PNC Financial Services Group (PNC) is setting aside an additional $350 million in second-quarter reserves to cover demands to repurchase bad mortgages, a 10-fold increase from the prior quarter.
Shares of the Pittsburgh bank, the nation's eighth-largest, fell 3.4% to $56.17 in recent trading, illustrating how sensitive investors remain to mortgage issues around five years after the mortgage meltdown began.
Chief Executive Jim Rohr is set to tell investors at the Morgan Stanley financial services conference in New York that demands on the bank to repurchase faulty mortgages have increased in the second quarter, forcing the increase in the reserve this quarter to cover the repurchases, according to a slide presentation on the company's website.

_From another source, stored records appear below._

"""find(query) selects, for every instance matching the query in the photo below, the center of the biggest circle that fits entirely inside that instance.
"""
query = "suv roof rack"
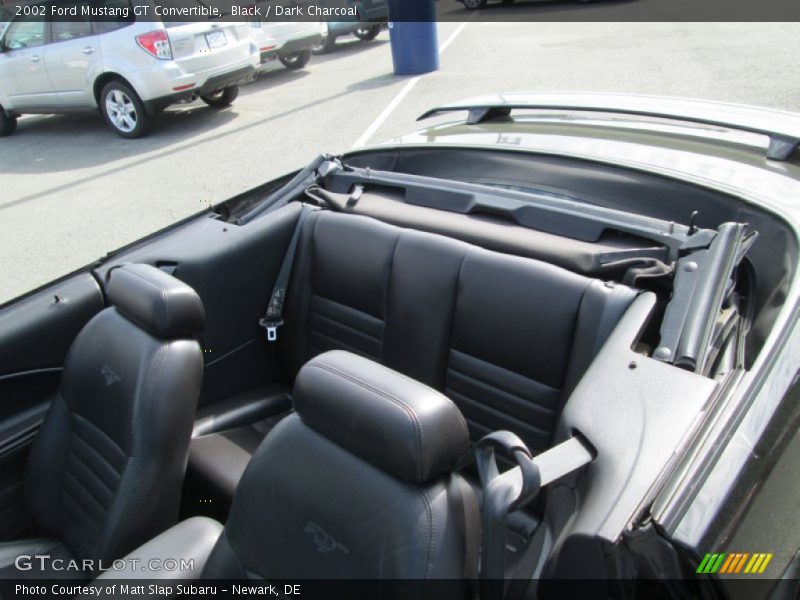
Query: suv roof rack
(782, 127)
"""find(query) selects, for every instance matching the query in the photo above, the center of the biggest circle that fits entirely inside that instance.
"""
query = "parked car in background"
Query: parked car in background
(131, 70)
(372, 14)
(606, 286)
(286, 43)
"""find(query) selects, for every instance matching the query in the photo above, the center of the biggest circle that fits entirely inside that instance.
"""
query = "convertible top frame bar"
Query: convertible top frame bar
(781, 127)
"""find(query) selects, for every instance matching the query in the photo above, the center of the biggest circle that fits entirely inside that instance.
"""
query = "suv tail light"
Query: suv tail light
(155, 43)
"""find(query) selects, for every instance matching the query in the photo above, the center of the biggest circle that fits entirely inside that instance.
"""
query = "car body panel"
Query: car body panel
(72, 66)
(278, 38)
(76, 65)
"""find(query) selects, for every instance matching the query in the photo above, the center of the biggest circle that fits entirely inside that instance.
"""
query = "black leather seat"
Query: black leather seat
(106, 468)
(507, 338)
(355, 484)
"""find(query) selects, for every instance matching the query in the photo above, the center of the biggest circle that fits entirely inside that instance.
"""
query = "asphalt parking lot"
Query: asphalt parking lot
(71, 190)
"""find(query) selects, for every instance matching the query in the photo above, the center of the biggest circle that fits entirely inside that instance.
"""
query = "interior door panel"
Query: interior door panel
(35, 335)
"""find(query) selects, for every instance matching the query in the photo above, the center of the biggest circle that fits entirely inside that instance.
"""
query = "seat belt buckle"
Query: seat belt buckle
(271, 328)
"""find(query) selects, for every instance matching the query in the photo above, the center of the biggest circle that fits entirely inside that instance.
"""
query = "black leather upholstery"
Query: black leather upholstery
(106, 468)
(388, 419)
(155, 301)
(506, 338)
(309, 506)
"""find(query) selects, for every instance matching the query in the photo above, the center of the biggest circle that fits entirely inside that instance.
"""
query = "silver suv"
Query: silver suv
(129, 69)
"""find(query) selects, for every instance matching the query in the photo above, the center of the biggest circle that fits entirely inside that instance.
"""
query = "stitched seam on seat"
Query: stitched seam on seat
(337, 343)
(493, 387)
(502, 415)
(153, 375)
(318, 315)
(96, 430)
(388, 287)
(431, 532)
(450, 336)
(406, 408)
(79, 461)
(161, 292)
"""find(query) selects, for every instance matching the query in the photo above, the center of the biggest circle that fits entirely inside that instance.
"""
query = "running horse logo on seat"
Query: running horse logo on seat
(323, 540)
(110, 377)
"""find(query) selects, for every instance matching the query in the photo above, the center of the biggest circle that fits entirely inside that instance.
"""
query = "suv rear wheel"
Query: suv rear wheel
(296, 60)
(124, 111)
(222, 98)
(367, 34)
(7, 124)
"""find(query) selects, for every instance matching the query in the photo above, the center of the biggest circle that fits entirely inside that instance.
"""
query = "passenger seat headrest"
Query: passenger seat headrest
(156, 301)
(381, 416)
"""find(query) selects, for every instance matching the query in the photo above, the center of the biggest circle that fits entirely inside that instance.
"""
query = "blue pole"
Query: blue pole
(413, 36)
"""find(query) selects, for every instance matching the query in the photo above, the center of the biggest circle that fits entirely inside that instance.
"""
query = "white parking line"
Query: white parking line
(370, 131)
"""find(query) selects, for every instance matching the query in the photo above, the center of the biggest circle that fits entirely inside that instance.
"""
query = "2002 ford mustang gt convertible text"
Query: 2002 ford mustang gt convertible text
(554, 341)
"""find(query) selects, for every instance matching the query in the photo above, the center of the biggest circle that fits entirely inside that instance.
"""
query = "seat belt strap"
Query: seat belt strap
(273, 318)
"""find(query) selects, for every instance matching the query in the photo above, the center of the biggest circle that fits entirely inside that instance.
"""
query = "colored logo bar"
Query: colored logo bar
(732, 563)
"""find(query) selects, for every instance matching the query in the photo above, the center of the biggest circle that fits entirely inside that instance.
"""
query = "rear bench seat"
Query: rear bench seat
(506, 338)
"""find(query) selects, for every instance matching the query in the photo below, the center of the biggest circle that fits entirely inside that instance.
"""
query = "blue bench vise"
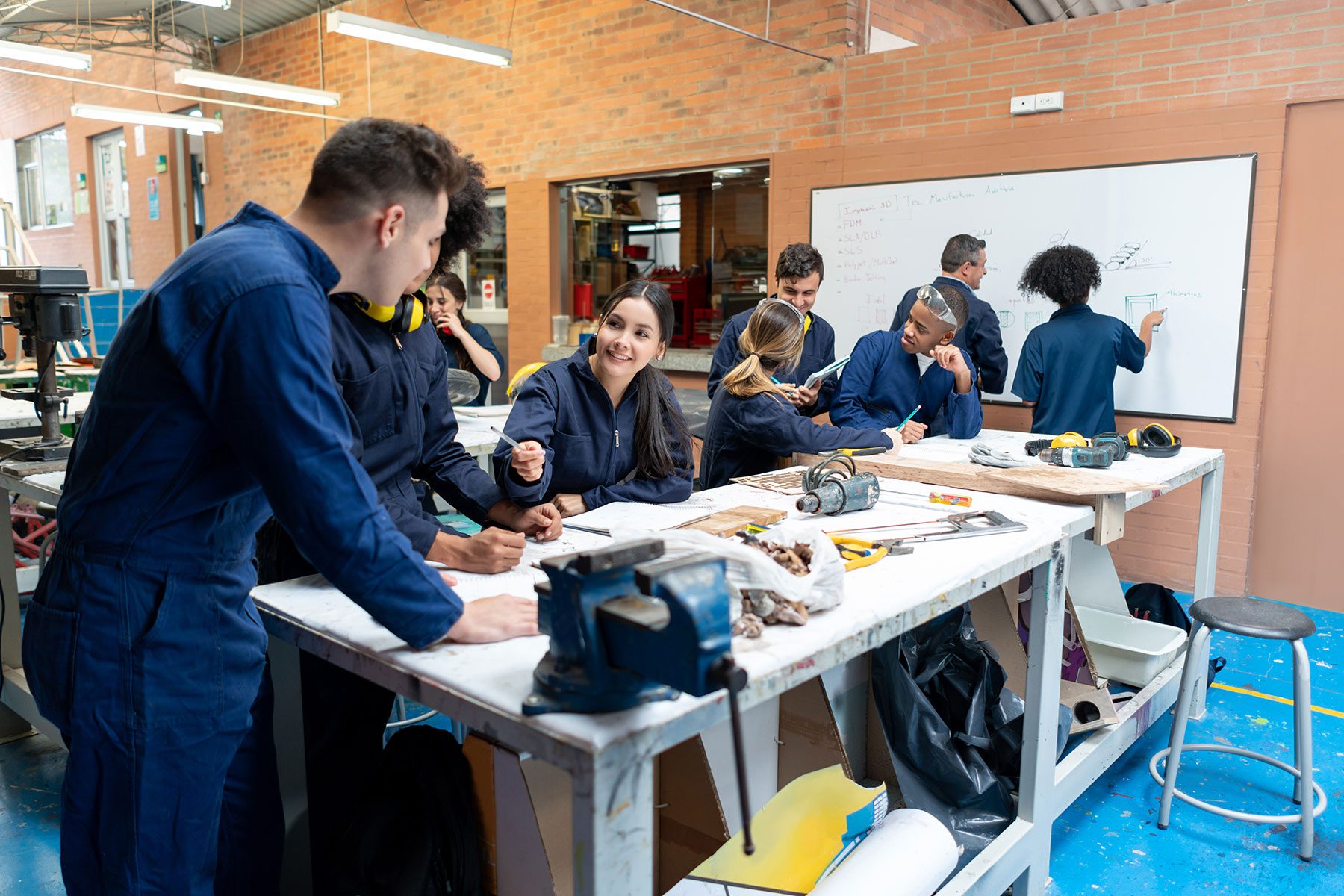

In the first quarter, it added $32 million to its repurchase demands from government-sponsored entities.
So far, PNC lost $1.6 billion from mortgages originated by PNC and sold to government-sponsored entities but later bought back because the underwriting was alleged to be faulty, the presentation said.
"Barring significant changes in the future behaviors and demand patterns of investors, we believe we are appropriately reserved against future demands," the bank said.
Wells Fargo (WFC) Chief Financial Officer Tim Sloan told investors at the same conference earlier Tuesday morning that the San Francisco bank hasn't decided yet how much it would add to its repurchase reserve, but that it didn't see "any significant changes" in repurchase demands.